Autant le dire tout de suite, je suis un fan ultra de Fate et de pratiquement toutes ses incarnations, depuis Fate2fe en 2003 jusqu’à Fate Core. J’ai découvert par hasard ce petit jeu amateur et gratuit (plusieurs fois primés) et cela a complètement transformé ma vision du jdr. C’était le premier jeu narrativiste issue de la mouvance “indie” et proche des idées issue de la Forge auquel je fus confronté et j’ai vu une autre façon de faire du jeu de rôle. Plus axée sur les personnages, sur l’histoire et moins sur le bonus au toucher de l’épée magique ou sur combien de point de magie il faut pour lancer tel sort selon les phases de la lune. D’autres avant lui ce sont bien entendu embarquer dans cette voie (Risus, Over the edge, …) mais de part sa nature plus générique, son coté traditionnel assumé et surtout la superbe mécanique que sont les aspects, celui-ci est resté mon préféré.

Il a eu une vrai influence dans notre petit monde du jeu de rôles qui n’a cessé de grandir et il a été décliné depuis par Evil Hat en plusieurs jeux: Spirit of the Century, en cours de traduction chez les Narrativistes, Dresden Files, Atomic Robo qui est en cours de tests et maintenant War of Ashes. Mais d’autres créateurs s’en sont emparés et nous avons eu droit à Starblazer Adventures, Legends of Anglerre, Bulldogs! et bien d’autres. Il a aussi marqué d’autres auteurs et on sent son influence dans des jeux comme Chronica Feudalis et Icons. Et des créateurs français ont été aussi fortement influencés, en particulier pour Les Milles Marches et Bloodlust Métal.

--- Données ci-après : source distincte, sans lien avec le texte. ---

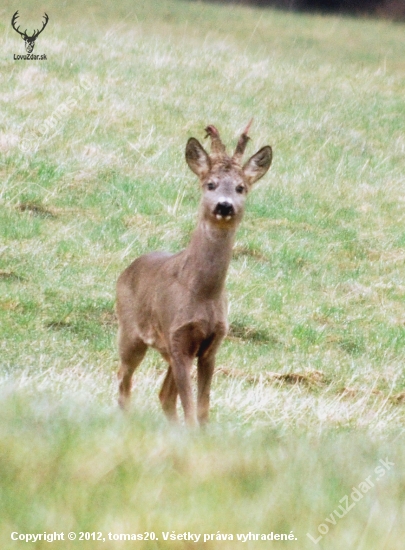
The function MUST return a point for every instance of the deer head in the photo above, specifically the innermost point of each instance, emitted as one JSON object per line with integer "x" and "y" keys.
{"x": 29, "y": 40}
{"x": 224, "y": 180}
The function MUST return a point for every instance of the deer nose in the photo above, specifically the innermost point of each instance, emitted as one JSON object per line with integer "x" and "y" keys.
{"x": 224, "y": 209}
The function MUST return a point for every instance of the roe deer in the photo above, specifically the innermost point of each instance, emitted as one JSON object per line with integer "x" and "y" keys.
{"x": 176, "y": 303}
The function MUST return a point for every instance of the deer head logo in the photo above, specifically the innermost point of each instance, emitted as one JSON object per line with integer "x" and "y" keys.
{"x": 29, "y": 40}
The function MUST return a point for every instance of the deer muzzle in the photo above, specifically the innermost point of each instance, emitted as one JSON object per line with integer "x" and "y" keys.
{"x": 224, "y": 210}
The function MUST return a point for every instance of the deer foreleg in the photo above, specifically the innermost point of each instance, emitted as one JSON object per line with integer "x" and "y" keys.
{"x": 168, "y": 396}
{"x": 131, "y": 353}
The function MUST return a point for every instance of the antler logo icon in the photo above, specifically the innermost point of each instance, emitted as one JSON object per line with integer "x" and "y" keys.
{"x": 29, "y": 40}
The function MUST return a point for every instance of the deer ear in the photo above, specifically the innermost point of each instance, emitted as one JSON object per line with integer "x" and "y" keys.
{"x": 258, "y": 165}
{"x": 197, "y": 159}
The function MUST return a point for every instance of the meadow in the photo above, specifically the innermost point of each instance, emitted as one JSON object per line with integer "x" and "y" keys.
{"x": 309, "y": 394}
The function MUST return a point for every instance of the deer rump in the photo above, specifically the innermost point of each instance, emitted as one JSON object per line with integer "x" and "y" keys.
{"x": 177, "y": 303}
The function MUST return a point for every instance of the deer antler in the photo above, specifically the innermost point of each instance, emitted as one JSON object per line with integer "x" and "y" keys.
{"x": 43, "y": 26}
{"x": 241, "y": 145}
{"x": 217, "y": 147}
{"x": 13, "y": 22}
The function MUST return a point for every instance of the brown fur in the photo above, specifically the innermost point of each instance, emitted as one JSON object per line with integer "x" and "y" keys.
{"x": 177, "y": 303}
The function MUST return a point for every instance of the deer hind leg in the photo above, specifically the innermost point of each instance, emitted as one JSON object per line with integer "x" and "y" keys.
{"x": 131, "y": 351}
{"x": 168, "y": 396}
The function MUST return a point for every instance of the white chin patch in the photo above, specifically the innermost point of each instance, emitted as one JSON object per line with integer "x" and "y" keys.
{"x": 226, "y": 218}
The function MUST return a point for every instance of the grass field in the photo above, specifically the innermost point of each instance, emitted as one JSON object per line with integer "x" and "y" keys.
{"x": 309, "y": 394}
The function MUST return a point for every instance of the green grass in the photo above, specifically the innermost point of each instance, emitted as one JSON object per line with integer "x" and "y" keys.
{"x": 310, "y": 389}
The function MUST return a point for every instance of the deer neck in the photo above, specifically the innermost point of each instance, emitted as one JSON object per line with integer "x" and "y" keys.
{"x": 207, "y": 259}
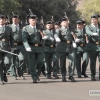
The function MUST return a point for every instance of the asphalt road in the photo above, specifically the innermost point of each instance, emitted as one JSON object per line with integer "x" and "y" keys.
{"x": 49, "y": 89}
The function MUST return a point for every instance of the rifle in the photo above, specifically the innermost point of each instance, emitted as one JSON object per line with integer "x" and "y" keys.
{"x": 30, "y": 12}
{"x": 66, "y": 17}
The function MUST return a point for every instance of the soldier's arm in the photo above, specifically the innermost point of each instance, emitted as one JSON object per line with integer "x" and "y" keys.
{"x": 25, "y": 38}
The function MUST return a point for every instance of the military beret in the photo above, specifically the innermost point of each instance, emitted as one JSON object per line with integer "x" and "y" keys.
{"x": 16, "y": 16}
{"x": 80, "y": 22}
{"x": 57, "y": 23}
{"x": 49, "y": 22}
{"x": 32, "y": 17}
{"x": 3, "y": 16}
{"x": 63, "y": 19}
{"x": 95, "y": 16}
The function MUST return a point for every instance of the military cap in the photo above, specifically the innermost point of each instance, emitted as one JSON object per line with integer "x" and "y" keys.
{"x": 95, "y": 16}
{"x": 80, "y": 22}
{"x": 49, "y": 22}
{"x": 31, "y": 17}
{"x": 16, "y": 16}
{"x": 57, "y": 23}
{"x": 3, "y": 16}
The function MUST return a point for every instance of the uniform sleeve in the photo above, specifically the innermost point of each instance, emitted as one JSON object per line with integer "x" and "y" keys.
{"x": 88, "y": 31}
{"x": 25, "y": 38}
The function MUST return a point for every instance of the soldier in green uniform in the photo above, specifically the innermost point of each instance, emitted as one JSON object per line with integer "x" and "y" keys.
{"x": 81, "y": 42}
{"x": 49, "y": 50}
{"x": 64, "y": 38}
{"x": 93, "y": 47}
{"x": 32, "y": 36}
{"x": 5, "y": 44}
{"x": 18, "y": 48}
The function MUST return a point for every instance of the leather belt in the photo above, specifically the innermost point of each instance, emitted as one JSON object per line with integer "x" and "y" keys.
{"x": 15, "y": 44}
{"x": 51, "y": 46}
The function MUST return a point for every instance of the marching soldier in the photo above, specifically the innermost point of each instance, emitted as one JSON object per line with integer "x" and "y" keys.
{"x": 93, "y": 47}
{"x": 18, "y": 48}
{"x": 49, "y": 50}
{"x": 81, "y": 41}
{"x": 64, "y": 39}
{"x": 5, "y": 44}
{"x": 32, "y": 36}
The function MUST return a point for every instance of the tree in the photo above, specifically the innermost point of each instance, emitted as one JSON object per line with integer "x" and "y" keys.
{"x": 89, "y": 7}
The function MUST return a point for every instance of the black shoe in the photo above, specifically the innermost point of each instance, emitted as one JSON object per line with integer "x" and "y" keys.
{"x": 93, "y": 79}
{"x": 34, "y": 81}
{"x": 56, "y": 76}
{"x": 79, "y": 76}
{"x": 72, "y": 79}
{"x": 49, "y": 77}
{"x": 64, "y": 80}
{"x": 5, "y": 78}
{"x": 1, "y": 82}
{"x": 85, "y": 75}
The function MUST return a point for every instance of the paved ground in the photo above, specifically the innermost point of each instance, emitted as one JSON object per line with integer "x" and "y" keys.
{"x": 49, "y": 89}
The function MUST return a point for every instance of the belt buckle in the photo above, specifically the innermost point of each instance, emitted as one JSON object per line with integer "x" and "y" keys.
{"x": 81, "y": 45}
{"x": 51, "y": 45}
{"x": 15, "y": 43}
{"x": 97, "y": 43}
{"x": 3, "y": 40}
{"x": 68, "y": 41}
{"x": 36, "y": 45}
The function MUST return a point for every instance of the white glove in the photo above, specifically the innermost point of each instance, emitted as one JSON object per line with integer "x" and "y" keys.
{"x": 74, "y": 45}
{"x": 28, "y": 49}
{"x": 58, "y": 40}
{"x": 45, "y": 37}
{"x": 52, "y": 39}
{"x": 77, "y": 40}
{"x": 95, "y": 34}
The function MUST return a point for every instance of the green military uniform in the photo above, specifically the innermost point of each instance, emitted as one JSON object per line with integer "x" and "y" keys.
{"x": 5, "y": 42}
{"x": 50, "y": 53}
{"x": 81, "y": 52}
{"x": 93, "y": 47}
{"x": 64, "y": 49}
{"x": 32, "y": 39}
{"x": 17, "y": 62}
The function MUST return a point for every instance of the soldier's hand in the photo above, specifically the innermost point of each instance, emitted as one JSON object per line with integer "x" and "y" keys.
{"x": 58, "y": 40}
{"x": 44, "y": 37}
{"x": 74, "y": 45}
{"x": 77, "y": 40}
{"x": 95, "y": 34}
{"x": 28, "y": 49}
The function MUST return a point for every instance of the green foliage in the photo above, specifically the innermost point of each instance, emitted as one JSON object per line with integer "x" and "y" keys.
{"x": 90, "y": 7}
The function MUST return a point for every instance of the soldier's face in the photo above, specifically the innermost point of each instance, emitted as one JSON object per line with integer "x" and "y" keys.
{"x": 80, "y": 26}
{"x": 48, "y": 26}
{"x": 2, "y": 21}
{"x": 32, "y": 22}
{"x": 15, "y": 20}
{"x": 94, "y": 21}
{"x": 64, "y": 23}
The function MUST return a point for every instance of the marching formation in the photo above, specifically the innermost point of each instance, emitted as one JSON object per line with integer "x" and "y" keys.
{"x": 44, "y": 48}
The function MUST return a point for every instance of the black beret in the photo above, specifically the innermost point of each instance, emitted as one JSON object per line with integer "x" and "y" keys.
{"x": 16, "y": 16}
{"x": 32, "y": 17}
{"x": 3, "y": 16}
{"x": 49, "y": 22}
{"x": 80, "y": 22}
{"x": 57, "y": 23}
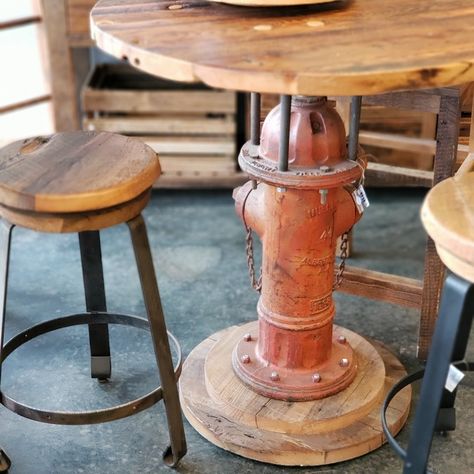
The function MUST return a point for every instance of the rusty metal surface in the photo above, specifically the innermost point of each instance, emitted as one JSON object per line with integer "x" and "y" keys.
{"x": 296, "y": 355}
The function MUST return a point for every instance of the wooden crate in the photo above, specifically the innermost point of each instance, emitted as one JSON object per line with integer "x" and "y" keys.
{"x": 191, "y": 127}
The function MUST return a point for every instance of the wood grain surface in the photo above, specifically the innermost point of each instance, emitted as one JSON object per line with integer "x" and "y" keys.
{"x": 75, "y": 172}
{"x": 290, "y": 433}
{"x": 448, "y": 217}
{"x": 353, "y": 47}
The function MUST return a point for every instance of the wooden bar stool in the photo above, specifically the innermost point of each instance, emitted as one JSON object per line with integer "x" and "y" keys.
{"x": 84, "y": 182}
{"x": 448, "y": 217}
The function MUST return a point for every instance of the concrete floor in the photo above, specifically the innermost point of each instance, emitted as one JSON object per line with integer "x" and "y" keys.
{"x": 198, "y": 245}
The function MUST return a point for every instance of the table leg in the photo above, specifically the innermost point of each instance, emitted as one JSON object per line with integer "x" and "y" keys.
{"x": 445, "y": 158}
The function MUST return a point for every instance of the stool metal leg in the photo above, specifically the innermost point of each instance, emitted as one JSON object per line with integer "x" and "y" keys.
{"x": 159, "y": 335}
{"x": 452, "y": 328}
{"x": 447, "y": 414}
{"x": 92, "y": 271}
{"x": 5, "y": 242}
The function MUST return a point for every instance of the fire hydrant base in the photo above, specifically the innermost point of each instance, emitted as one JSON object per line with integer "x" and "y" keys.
{"x": 344, "y": 426}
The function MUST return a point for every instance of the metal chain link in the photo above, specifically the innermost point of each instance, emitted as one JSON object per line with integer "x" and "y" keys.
{"x": 342, "y": 265}
{"x": 256, "y": 282}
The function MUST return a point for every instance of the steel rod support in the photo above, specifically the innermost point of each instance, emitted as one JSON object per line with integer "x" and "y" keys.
{"x": 285, "y": 111}
{"x": 354, "y": 126}
{"x": 255, "y": 111}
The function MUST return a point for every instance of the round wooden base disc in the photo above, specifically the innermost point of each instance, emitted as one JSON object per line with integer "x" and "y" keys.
{"x": 344, "y": 426}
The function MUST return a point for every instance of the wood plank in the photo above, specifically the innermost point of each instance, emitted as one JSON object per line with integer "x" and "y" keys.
{"x": 75, "y": 172}
{"x": 382, "y": 286}
{"x": 413, "y": 100}
{"x": 192, "y": 145}
{"x": 354, "y": 50}
{"x": 404, "y": 143}
{"x": 192, "y": 164}
{"x": 63, "y": 82}
{"x": 5, "y": 25}
{"x": 158, "y": 102}
{"x": 78, "y": 12}
{"x": 444, "y": 164}
{"x": 202, "y": 181}
{"x": 379, "y": 174}
{"x": 152, "y": 125}
{"x": 25, "y": 103}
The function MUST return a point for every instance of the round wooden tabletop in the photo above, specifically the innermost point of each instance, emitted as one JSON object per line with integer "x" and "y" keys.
{"x": 352, "y": 47}
{"x": 75, "y": 172}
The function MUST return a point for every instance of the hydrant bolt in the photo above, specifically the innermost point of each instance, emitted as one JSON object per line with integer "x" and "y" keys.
{"x": 344, "y": 362}
{"x": 316, "y": 378}
{"x": 324, "y": 196}
{"x": 341, "y": 339}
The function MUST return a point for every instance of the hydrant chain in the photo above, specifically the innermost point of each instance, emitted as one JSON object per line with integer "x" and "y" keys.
{"x": 256, "y": 282}
{"x": 342, "y": 265}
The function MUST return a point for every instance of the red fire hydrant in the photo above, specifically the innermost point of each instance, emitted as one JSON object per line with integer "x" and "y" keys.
{"x": 299, "y": 215}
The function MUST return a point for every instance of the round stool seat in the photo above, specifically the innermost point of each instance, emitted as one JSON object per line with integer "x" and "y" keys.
{"x": 448, "y": 217}
{"x": 75, "y": 172}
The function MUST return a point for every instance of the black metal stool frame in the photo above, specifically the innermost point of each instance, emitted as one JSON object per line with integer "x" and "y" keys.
{"x": 435, "y": 410}
{"x": 97, "y": 320}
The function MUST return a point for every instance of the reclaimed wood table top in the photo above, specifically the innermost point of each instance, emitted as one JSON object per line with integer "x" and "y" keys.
{"x": 353, "y": 47}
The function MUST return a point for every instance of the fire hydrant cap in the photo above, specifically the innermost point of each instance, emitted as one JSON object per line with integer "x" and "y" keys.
{"x": 317, "y": 135}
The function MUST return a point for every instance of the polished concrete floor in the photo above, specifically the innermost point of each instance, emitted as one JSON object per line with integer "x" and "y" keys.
{"x": 198, "y": 245}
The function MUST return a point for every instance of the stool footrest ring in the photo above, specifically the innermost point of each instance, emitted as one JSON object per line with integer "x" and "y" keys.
{"x": 93, "y": 416}
{"x": 398, "y": 387}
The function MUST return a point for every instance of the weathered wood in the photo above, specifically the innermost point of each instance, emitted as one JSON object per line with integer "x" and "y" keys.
{"x": 75, "y": 172}
{"x": 344, "y": 426}
{"x": 213, "y": 180}
{"x": 193, "y": 146}
{"x": 199, "y": 125}
{"x": 159, "y": 37}
{"x": 25, "y": 103}
{"x": 76, "y": 221}
{"x": 445, "y": 159}
{"x": 77, "y": 14}
{"x": 63, "y": 82}
{"x": 5, "y": 25}
{"x": 412, "y": 100}
{"x": 448, "y": 217}
{"x": 378, "y": 174}
{"x": 382, "y": 286}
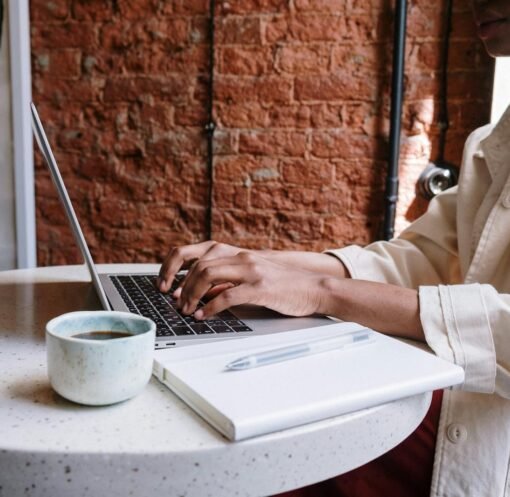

Les jeux motorisés sous Fate ou inspirés par lui

Fate Core est la 4ème incarnation du jeu (Fate2 étant la 2ème et Spirit of the Century et ses dérivés étant la 3ème). Grâce au kickstarter, la gamme s’est enrichie de non seulement Fate Core, mais aussi Fate Accelerated Edition (FAE), du System Toolkit et de deux World Books. Ce billet va parler de Fate Core plus spécifiquement.

La gamme Fate

Mais qu’a-t-il dans le ventre ce jeu ?

Commençons par une rapide présentation. C’est un jeu de rôle générique, particulièrement adapté pour des personnages proactifs, capables et vivants des aventures dramatiques. De part la conception de son système, tout les jeux où le matériel doit être décrit avec précision (type militaire ou hard-science par exemple), où les personnages sont restreints dans leurs capacités et leurs libertés de mouvement (type horreur par exemple) sont moins adaptés. Tous les genres sont possibles bien entendu (med-fan, SF, cyberpunk, historique, policier, etc.), mais malgré tout, les règles assument que les personnages ne subissent pas l’histoire, mais sont au centre de celle-ci et en sont même le moteur principal; qu’ils sont extrêmement capables et ne soient pas des petits acteurs sans envergure; et qu’ils vont vivre des aventures dramatiques et palpitantes et auront à faire des choix difficiles et vivre avec les conséquences qui peuvent en résulter.

La base du système de jet en lui-même est super simple. Vous prenez la compétence la plus adaptée à l’action, vous lancez quatre dés Fate (un dé Fate1 est un d6 qui a comme résultats possibles -1, 0 ou +1, donc le jet va de -4 à +4) et vous additionnez la compétence (généralement entre -1 et +5, mais pouvant aller jusque +8 voire plus) et vous devez battre la difficulté. Les compétences et les difficultés sont notées sur une échelle faite de 11 adjectifs qui vont de -2 Atroce à +8 Fantastique. Voilà, c’est tout. C’est surtout avec l’utilisation des Aspects et des points de Destin que ce système brille.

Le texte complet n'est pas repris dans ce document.